Qualman states it the simplest: “No one is perfect”. We’ve been told that hundreds of times through movies, songs, books, and mentors. So why try to pretend that you are? Own up to your mistakes, and make them help boost you up. Admit your flaws, and make them awesome. The age-old idiom “When life gives you lemons, make lemonade” is another way to describe being FLAWsome, a term coined by Qualman. When something bad happens to you, turn that negative into something positive. When you post something online, imagine it is written in ink, not pencil. It cannot be erased, no matter how hard you try.

Therefore, when you complain about bad customer service online, everyone can see it and even if you retract your statement later, the imprint of it will remain somewhere. If you represent an organization or team in any way, then recognize that your statements also reflect them. If you have to post something negative, then do it in a constructive way.
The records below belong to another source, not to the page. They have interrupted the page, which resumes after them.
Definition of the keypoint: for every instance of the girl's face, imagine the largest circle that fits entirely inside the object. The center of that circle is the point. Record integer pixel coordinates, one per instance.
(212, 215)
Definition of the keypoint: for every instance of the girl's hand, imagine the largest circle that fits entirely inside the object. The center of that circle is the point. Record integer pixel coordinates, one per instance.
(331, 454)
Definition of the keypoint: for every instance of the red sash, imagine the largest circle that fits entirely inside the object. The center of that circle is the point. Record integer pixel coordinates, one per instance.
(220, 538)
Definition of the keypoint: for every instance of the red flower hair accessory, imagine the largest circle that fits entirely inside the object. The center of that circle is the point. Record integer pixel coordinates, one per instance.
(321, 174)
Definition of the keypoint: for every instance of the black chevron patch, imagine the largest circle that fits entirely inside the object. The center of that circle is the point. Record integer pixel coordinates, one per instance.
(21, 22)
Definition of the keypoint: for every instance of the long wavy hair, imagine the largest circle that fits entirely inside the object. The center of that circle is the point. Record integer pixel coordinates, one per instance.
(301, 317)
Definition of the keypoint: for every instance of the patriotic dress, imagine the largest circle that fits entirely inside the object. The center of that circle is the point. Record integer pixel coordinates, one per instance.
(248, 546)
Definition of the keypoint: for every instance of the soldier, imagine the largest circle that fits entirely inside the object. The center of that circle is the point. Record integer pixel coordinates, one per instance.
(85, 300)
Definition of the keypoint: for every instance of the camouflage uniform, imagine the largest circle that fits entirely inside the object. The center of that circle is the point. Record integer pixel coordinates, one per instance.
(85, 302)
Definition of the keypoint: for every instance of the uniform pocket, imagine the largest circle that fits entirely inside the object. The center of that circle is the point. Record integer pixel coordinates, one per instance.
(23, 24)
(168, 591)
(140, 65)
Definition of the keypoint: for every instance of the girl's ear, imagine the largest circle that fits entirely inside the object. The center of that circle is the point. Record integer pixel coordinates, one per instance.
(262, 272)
In the same thought, whenever you think of posting something negative, take a moment and decide whether you could post something positive instead. Make a habit of posting something positive every day. Whether you do it publicly, on Facebook or Twitter, or through an email or text to a good friend, research has shown that posting something positive boosts your own happiness. It is a good general policy to try to never criticize someone publicly. If you have a criticism for someone, then address as quickly as possible in person, or somewhere online that is private between the two of you. If you have something positive to say, then “Post It Forward” with a kind comments suggested by Qualman. But if it is negative, then address it as privately as possible.

When you write a post of any kind, always read through it at least twice before posting it. Check it over for spelling or grammatical errors, and double-check your facts so as not to post false information. When you’re writing a possibly controversial post, realize that if you have to take more than three seconds to decide whether or not something is appropriate to post, then don’t post it.

We all make mistakes. No matter how many times you check that post or examine that picture, eventually you will put something online that embarrasses or humiliates you. When you make that mistake, it is better to own up to the mistake than to delete it and try to hide it. Someone will have seen it, and if you hide it assume they will call you out on it. So admit your mistake immediately, apologize, lay out steps to make it right, follow through on those steps, and learn from that experience. Adams cautions you to be cautious; even if you are extremely careful about what you post and making sure nothing is embarrassing or humiliating for you, you cannot control what other people post and tag you in. If they do tag you in something that you do not want your employer or family to see, then always be sure to remove the tag, or even ask them to take down the picture entirely.

Just Start at the Beginning

The hardest part of maintaining your professional online identity is creating it. If you don’t already have a website or social media profiles, then it takes a lot of time to set those up to your professional standard. It also takes time to create the content to go onto those sites if you don’t have something pre-made. But once you have those sites set up, once you have positive and professional content posted for your contacts to see, once Google no longer brings up that embarrassing photo at the top of the search, then you’re set. Then all you have to do is continue making new content and updating your social media networks with that new content. Then, you can give your information to potential employers with confidence, knowing exactly what they will find when they search for your name.